ALSA: PCM: check if ops are defined before suspending PCM
diff mbox series

Message ID 20190208232953.7266-1-pierre-louis.bossart@linux.intel.com
State New
Headers show
Series
  • ALSA: PCM: check if ops are defined before suspending PCM
Related show

Commit Message

Pierre-Louis Bossart Feb. 8, 2019, 11:29 p.m. UTC
From: Ranjani Sridharan <ranjani.sridharan@linux.intel.com>

BE dai links only have internal PCM's and their substream ops may
not be set. Suspending these PCM's will result in their
 ops->trigger() being invoked and cause a kernel oops.
So skip suspending PCM's if their ops are NULL.
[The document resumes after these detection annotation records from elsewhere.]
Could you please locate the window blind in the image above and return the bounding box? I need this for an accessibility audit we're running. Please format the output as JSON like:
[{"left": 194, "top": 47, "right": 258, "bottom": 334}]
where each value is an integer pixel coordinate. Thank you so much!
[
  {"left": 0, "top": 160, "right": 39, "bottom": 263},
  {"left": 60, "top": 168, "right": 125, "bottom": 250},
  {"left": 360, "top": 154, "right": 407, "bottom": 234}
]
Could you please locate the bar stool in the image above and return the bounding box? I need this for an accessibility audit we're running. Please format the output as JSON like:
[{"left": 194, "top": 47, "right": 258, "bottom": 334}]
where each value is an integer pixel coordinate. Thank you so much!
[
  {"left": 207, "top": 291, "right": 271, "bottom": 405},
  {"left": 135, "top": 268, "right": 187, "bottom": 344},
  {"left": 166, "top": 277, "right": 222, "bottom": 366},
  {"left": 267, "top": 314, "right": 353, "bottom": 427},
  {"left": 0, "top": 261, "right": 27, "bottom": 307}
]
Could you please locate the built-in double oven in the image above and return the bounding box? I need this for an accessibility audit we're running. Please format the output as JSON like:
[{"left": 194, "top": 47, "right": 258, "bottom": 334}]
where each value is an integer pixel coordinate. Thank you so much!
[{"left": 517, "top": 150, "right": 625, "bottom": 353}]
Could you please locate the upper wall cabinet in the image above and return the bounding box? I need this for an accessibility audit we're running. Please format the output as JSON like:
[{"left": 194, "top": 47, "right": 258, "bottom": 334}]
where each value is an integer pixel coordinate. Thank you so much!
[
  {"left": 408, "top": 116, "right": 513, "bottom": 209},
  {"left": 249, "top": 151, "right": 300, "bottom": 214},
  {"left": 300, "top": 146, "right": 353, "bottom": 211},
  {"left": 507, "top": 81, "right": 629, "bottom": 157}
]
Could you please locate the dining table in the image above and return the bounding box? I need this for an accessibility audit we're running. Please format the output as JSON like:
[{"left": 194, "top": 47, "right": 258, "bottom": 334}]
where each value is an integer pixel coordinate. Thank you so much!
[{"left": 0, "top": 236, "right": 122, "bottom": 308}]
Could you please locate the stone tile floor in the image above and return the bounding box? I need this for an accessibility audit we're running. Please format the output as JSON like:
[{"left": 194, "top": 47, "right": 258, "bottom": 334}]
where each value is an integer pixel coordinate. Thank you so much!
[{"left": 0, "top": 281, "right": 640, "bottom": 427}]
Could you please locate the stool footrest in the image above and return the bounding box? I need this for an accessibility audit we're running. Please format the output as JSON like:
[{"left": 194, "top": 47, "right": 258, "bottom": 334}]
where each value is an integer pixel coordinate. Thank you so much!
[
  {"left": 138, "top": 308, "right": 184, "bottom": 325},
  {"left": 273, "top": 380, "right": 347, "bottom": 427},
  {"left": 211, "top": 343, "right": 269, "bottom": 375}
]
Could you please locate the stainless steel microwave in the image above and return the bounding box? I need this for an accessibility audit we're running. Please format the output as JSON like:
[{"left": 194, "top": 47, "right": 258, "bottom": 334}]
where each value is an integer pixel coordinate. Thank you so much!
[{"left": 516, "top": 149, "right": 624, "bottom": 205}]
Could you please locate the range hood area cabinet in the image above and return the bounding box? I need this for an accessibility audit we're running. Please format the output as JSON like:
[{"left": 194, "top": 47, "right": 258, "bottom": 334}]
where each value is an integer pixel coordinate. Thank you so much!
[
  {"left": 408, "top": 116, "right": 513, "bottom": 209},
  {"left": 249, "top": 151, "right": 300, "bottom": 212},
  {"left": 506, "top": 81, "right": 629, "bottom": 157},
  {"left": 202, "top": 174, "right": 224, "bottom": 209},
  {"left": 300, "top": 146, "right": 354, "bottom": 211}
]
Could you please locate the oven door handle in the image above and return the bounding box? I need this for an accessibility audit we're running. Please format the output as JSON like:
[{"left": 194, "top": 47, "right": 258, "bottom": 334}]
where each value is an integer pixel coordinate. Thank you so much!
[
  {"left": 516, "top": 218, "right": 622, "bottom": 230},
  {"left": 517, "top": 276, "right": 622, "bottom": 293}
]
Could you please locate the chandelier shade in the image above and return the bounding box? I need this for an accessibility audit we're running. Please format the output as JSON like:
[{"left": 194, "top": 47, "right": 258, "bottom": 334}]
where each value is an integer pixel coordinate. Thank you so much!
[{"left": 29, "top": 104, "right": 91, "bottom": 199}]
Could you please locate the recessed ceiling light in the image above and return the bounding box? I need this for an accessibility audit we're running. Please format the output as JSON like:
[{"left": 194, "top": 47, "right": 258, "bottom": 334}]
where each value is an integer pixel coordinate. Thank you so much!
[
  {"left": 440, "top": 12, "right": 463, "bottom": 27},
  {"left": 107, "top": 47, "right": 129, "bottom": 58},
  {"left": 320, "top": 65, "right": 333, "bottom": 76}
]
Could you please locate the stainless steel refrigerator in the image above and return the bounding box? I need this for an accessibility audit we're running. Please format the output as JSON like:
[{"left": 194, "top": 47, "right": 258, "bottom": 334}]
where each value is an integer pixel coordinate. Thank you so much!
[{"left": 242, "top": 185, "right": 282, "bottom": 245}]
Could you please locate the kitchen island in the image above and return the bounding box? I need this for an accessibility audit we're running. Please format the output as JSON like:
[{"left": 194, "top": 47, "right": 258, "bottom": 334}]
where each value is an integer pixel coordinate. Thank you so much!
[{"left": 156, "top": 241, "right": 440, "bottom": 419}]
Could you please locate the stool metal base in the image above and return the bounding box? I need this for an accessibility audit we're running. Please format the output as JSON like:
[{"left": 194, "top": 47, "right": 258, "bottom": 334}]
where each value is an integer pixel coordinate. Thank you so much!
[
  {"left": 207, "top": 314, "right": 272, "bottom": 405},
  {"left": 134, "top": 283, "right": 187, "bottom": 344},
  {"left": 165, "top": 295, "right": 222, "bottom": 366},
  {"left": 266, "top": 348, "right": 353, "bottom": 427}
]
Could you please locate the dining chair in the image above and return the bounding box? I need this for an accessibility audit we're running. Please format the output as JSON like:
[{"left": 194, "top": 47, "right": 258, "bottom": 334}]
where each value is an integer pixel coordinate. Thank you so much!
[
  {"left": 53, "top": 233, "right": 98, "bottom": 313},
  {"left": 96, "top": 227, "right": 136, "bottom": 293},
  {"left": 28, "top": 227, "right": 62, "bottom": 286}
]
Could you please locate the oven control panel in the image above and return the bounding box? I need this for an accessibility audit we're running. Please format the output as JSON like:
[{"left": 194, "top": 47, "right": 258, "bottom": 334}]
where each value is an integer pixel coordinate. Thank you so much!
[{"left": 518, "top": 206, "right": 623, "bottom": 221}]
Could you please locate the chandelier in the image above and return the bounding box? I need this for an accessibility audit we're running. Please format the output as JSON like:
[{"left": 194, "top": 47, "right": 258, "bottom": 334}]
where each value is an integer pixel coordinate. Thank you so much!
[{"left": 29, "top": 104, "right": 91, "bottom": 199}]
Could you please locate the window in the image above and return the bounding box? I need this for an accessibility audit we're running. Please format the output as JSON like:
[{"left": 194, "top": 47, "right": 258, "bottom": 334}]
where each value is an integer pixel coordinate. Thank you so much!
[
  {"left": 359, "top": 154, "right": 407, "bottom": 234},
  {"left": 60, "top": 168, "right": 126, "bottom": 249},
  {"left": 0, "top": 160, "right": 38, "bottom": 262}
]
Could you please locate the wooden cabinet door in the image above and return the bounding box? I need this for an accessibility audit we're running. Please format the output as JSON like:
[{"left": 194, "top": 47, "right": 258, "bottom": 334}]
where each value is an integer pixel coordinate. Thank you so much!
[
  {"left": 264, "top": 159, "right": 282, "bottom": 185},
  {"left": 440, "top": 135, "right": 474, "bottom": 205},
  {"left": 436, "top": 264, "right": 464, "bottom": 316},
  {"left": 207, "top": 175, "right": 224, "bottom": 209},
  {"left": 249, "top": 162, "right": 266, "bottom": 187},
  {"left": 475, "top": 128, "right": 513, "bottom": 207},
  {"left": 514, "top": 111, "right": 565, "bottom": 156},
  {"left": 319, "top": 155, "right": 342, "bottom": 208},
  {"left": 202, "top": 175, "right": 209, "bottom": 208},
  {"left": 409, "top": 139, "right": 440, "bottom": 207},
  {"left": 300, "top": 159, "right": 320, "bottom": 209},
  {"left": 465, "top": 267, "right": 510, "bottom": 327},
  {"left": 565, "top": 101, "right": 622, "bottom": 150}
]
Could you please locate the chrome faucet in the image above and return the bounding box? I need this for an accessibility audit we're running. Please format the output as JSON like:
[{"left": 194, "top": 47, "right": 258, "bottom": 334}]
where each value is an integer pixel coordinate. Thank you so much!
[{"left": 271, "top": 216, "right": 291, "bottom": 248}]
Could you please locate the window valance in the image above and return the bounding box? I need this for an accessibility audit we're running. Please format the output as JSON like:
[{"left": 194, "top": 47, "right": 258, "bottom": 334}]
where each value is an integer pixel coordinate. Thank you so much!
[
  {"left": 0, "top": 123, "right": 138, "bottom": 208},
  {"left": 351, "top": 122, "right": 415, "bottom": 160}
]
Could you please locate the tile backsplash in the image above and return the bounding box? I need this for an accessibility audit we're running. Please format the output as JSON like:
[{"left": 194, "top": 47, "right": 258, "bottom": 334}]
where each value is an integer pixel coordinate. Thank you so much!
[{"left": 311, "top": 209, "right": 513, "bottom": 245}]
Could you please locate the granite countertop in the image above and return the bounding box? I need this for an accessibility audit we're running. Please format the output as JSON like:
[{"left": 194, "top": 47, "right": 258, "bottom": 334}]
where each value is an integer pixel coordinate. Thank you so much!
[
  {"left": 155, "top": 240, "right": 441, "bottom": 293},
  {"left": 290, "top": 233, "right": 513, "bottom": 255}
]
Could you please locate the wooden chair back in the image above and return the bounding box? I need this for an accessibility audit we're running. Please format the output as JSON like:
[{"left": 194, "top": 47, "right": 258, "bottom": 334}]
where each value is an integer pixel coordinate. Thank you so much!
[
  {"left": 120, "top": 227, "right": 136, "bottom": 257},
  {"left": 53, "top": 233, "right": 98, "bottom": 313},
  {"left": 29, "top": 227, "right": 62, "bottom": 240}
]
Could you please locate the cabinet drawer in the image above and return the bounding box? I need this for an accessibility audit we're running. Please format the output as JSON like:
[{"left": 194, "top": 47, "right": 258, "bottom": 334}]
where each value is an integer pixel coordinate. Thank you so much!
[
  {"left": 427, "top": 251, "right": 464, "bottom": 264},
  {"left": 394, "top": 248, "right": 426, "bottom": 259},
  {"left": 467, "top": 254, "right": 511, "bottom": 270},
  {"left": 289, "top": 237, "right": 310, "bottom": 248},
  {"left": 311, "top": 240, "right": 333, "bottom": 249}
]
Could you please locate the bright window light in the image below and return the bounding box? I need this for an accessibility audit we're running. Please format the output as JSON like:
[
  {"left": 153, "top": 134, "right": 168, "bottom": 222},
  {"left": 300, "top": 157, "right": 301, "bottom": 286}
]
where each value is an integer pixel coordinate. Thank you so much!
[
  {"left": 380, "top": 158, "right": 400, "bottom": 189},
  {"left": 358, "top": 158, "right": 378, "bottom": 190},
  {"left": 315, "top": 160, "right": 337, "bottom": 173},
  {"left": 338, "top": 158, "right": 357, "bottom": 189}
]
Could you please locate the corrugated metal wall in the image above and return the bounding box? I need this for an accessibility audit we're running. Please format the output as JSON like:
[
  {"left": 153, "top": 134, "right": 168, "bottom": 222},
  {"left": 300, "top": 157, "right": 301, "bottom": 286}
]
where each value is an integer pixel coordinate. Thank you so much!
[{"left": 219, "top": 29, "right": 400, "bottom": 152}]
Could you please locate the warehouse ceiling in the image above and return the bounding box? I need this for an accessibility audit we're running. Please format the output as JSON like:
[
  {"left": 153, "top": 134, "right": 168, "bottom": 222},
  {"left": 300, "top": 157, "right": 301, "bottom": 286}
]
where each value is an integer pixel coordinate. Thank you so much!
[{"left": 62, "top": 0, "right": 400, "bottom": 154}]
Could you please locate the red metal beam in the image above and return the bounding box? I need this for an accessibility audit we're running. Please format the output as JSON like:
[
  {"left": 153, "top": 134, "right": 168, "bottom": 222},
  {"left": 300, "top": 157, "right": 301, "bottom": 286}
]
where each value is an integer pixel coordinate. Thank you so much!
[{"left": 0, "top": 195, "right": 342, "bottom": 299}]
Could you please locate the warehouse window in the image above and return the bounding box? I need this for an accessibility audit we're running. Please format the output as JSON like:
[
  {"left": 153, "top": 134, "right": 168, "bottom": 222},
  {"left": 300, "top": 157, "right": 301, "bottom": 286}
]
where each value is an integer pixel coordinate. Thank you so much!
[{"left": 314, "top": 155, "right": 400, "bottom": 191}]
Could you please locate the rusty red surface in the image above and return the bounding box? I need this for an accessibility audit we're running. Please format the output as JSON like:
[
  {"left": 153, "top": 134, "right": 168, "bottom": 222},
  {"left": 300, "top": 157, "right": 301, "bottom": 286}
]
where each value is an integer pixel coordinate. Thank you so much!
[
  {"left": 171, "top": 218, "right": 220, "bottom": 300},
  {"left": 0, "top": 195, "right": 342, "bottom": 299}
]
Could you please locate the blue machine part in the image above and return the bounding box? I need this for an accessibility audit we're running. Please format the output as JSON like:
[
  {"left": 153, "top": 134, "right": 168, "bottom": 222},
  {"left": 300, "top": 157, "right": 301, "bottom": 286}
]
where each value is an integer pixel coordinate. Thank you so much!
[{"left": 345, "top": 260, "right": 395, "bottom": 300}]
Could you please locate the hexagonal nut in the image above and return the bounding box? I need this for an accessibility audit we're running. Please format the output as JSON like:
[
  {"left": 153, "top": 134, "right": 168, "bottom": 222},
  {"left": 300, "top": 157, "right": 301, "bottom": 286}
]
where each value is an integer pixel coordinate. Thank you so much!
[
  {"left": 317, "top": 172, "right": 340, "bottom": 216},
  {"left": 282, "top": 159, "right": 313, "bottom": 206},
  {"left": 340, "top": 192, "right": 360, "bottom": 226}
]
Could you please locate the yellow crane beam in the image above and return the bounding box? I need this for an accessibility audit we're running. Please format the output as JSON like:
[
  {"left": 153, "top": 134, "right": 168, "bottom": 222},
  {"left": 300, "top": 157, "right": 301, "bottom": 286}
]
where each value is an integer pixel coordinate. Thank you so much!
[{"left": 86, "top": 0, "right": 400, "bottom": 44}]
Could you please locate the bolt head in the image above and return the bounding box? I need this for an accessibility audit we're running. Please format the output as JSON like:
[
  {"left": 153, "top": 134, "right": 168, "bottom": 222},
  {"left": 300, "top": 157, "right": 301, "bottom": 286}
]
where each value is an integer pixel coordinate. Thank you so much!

Signed-off-by: Ranjani Sridharan <ranjani.sridharan@linux.intel.com>
Signed-off-by: Pierre-Louis Bossart <pierre-louis.bossart@linux.intel.com>
---
 sound/core/pcm_native.c | 8 ++++++++
 1 file changed, 8 insertions(+)

Comments

Takashi Iwai Feb. 9, 2019, 9:27 a.m. UTC | #1
On Sat, 09 Feb 2019 00:29:53 +0100,
Pierre-Louis Bossart wrote:
> 
> From: Ranjani Sridharan <ranjani.sridharan@linux.intel.com>
> 
> BE dai links only have internal PCM's and their substream ops may
> not be set. Suspending these PCM's will result in their
>  ops->trigger() being invoked and cause a kernel oops.
> So skip suspending PCM's if their ops are NULL.
> 
> Signed-off-by: Ranjani Sridharan <ranjani.sridharan@linux.intel.com>
> Signed-off-by: Pierre-Louis Bossart <pierre-louis.bossart@linux.intel.com>
> ---
>  sound/core/pcm_native.c | 8 ++++++++
>  1 file changed, 8 insertions(+)
> 
> diff --git a/sound/core/pcm_native.c b/sound/core/pcm_native.c
> index 818dff1de545..b6e158ce6650 100644
> --- a/sound/core/pcm_native.c
> +++ b/sound/core/pcm_native.c
> @@ -1506,6 +1506,14 @@ int snd_pcm_suspend_all(struct snd_pcm *pcm)
>  			/* FIXME: the open/close code should lock this as well */
>  			if (substream->runtime == NULL)
>  				continue;
> +
> +			/*
> +			 * Skip BE dai link PCM's that are internal and may
> +			 * not have their substream ops set.
> +			 */
> +			if (!substream->ops)
> +				continue;
> +
>  			err = snd_pcm_suspend(substream);
>  			if (err < 0 && err != -EBUSY)
>  				return err;

Basically it's OK and safe to apply this check.  We may need to add
such sanity checks in more places if this really hits.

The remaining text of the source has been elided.